J'ouvre de grands yeux et je ne peux m'empêcher de regarder le berger allemand tranquillement installé sur son coussin. Il est imposant et impressionnant, mais pas de taille à se battre avec un animal sauvage.

— Tu l'as fait fuir ?

— Je l'ai tué.

Je vois bien qu'elle n'est pas heureuse d'avoir dû le faire et elle préfère tourner la tête pour ne pas voir le jugement dans mes yeux. Jugement qu'elle ne découvrira pas. Bien au contraire, je suis impressionné qu'elle ai gardé un tel sang froid dans une situation comme celle-ci.

La voyant passer un pantalon épais, remettre ses bottes et son manteau, je commence à m'agiter de nouveau.

— Hé, tu vas où là ?

J'ai parlé assez fort et ce qu'elle doit prendre pour une agression, n'est qu'une marque d'inquiétude. Je ne connais pas cette femme et je devrais me foutre de son sort, sauf que ce n'est pas le cas. Même si je veux rester ici, ne pas retourner à ma vie, je suis foutu tout seul dans ce chalet. Elle, elle connaît les alentours et surtout le chemin pour rentrer au village. J'essaie de me persuader que je ne m'inquiète pas pour elle, mais j'échoue comme un con.

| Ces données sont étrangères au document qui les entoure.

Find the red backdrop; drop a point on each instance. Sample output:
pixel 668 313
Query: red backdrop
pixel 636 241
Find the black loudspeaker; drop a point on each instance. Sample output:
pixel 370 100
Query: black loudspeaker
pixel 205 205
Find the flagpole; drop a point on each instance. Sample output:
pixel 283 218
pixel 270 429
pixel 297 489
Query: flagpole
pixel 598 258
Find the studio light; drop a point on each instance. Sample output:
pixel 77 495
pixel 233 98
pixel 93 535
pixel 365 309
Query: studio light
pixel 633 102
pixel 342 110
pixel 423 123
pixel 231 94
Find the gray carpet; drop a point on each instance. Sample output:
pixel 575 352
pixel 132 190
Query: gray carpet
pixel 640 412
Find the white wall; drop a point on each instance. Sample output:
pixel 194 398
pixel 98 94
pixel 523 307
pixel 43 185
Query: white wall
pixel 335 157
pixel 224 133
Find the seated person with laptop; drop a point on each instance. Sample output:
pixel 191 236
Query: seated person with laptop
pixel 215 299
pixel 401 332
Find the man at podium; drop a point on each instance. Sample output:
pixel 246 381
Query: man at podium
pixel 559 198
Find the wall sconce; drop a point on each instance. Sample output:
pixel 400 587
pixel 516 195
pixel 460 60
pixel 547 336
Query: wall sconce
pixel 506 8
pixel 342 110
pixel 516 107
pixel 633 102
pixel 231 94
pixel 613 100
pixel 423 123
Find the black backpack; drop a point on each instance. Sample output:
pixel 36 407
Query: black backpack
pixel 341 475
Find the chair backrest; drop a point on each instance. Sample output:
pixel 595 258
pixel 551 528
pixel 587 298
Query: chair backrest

— Relaxez-vous, je reviens !

— Arrêtes de me vouvoyer, je grogne entre mes dents.

Au lieu de s'énerver, de m'envoyer chier, Winter m'offre un sourire timide avant de quitter le chalet. Mon cœur accélère comme un débile à la vue de ses lèvres étirées. Je passe mes mains sur mon visage pour tenter de faire le point dans ma tête. Pourquoi je réagis ainsi pour un simple sourire ? Aucune foutue idée ! La seule chose que je sais, c'est que je ne supporte pas ne pas avoir de réponse aux questions que je pose. Et cette nana est une chieuse quand il s'agit de m'ignorer.

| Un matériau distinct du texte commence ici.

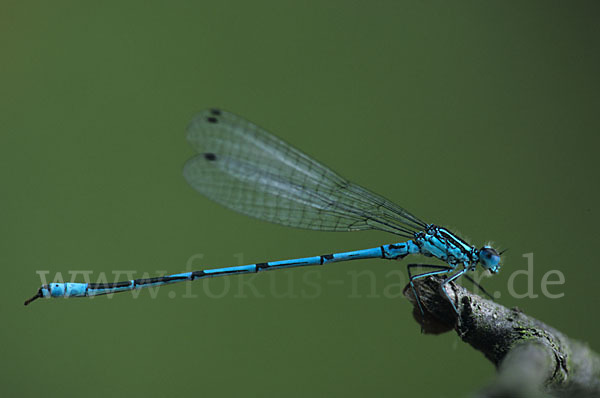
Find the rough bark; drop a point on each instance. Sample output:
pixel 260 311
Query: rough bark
pixel 532 358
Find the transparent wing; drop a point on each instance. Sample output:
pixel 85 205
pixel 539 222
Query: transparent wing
pixel 245 168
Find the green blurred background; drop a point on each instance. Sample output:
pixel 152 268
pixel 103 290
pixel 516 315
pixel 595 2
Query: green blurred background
pixel 479 116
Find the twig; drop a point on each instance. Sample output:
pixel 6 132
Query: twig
pixel 532 358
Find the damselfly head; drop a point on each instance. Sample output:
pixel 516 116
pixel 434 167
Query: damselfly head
pixel 489 259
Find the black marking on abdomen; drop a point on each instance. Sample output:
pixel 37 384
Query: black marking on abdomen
pixel 198 274
pixel 108 285
pixel 260 266
pixel 326 257
pixel 148 281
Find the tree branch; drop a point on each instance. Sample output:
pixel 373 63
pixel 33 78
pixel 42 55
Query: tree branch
pixel 532 358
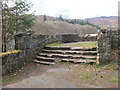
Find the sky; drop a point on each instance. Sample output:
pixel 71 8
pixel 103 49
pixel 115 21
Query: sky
pixel 75 9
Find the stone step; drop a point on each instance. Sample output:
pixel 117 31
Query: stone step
pixel 84 49
pixel 70 52
pixel 57 48
pixel 77 60
pixel 71 48
pixel 43 62
pixel 40 58
pixel 67 56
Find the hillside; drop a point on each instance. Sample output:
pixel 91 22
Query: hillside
pixel 105 22
pixel 54 26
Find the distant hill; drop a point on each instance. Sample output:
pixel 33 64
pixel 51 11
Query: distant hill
pixel 53 25
pixel 104 22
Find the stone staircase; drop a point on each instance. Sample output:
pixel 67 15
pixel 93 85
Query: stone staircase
pixel 51 55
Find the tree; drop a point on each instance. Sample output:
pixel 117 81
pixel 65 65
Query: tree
pixel 60 18
pixel 15 20
pixel 44 18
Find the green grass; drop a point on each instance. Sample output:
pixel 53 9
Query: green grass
pixel 75 44
pixel 116 81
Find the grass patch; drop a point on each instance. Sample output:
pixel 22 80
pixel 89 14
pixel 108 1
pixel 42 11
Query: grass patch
pixel 75 44
pixel 116 81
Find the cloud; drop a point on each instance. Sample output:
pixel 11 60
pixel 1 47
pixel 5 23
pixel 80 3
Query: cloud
pixel 76 8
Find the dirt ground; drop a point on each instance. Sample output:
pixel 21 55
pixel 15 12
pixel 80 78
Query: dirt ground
pixel 62 75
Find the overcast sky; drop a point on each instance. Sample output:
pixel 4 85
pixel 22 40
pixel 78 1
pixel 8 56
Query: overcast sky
pixel 76 9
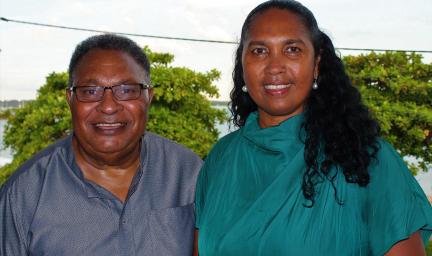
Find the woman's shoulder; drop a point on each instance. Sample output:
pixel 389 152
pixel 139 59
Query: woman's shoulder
pixel 225 142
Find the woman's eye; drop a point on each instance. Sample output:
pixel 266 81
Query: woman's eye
pixel 292 49
pixel 89 91
pixel 259 51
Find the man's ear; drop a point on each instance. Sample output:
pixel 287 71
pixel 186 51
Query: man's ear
pixel 316 68
pixel 69 95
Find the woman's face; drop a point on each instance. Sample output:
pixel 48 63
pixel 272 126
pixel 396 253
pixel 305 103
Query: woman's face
pixel 279 65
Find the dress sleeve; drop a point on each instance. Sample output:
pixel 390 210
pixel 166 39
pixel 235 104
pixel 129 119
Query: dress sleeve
pixel 12 240
pixel 398 206
pixel 200 192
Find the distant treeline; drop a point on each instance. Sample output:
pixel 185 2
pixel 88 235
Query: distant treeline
pixel 7 104
pixel 219 103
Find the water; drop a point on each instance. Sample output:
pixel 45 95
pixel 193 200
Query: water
pixel 424 179
pixel 5 154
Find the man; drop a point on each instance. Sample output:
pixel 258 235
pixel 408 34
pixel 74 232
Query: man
pixel 110 188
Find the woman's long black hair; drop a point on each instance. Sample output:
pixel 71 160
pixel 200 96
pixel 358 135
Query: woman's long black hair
pixel 337 124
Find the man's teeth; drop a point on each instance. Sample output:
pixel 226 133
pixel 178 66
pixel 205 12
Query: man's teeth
pixel 276 87
pixel 108 124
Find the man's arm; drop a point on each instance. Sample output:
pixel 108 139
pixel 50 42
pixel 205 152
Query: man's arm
pixel 12 238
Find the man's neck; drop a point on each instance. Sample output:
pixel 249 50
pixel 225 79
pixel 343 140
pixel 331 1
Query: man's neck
pixel 114 172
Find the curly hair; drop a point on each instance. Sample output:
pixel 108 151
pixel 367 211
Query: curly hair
pixel 108 42
pixel 337 124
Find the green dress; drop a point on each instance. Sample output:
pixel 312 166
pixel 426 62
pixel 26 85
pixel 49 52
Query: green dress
pixel 249 200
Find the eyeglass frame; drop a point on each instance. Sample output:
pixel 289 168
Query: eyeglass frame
pixel 143 86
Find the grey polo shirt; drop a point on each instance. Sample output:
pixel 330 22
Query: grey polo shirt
pixel 48 208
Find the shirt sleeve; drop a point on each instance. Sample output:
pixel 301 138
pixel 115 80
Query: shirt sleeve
pixel 398 206
pixel 12 240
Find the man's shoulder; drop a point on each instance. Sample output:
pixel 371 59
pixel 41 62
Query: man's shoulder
pixel 34 169
pixel 164 145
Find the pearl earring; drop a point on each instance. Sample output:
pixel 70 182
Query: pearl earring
pixel 315 85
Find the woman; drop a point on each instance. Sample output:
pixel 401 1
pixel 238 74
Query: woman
pixel 306 173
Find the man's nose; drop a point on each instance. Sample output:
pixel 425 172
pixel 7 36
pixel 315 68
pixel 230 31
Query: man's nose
pixel 109 104
pixel 276 64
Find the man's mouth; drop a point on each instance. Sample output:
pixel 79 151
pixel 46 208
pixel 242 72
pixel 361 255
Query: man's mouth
pixel 110 125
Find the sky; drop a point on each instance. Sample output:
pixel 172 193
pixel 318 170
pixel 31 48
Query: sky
pixel 29 53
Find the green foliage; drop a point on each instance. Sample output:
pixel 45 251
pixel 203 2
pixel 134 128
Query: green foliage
pixel 180 111
pixel 397 87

          Assis sur le canapé, le pied légèrement surélevé, je gratte la tête de Bob venu réclamer des caresses. Nous attendons que sa maîtresse rentre, mais voilà déjà une heure et demi qu'elle est partie et je commence à me demander s'il ne lui est pas arrivé quelque chose. J'ai essayé de faire à manger, mais je ne connais pas la moitié des produits que j'ai trouvé dans le placard, alors j'ai lâché l'affaire. Il y a des restes de la veille, seulement bouffer de l'élan commence à me lasser. Je sais qu'on est en plein cœur de l'Alaska et que le choix est limité. Je ne demande pas non plus un repas gastronomique, juste de quoi changer un peu.

Je m'ennuie comme un rat mort, essayant de lire ce foutu livre et de me concentrer sur les mots devant mes yeux. A chaque fois que je lis une ligne, je regarde la porte d'entrée en tendant l'oreille. Si elle ne revient pas durant la prochaine demi-heure, j'irais la chercher. Je sais que c'est du suicide, que je risque de me perdre et de me mettre en danger, mais c'est peut-être elle qui l'est actuellement.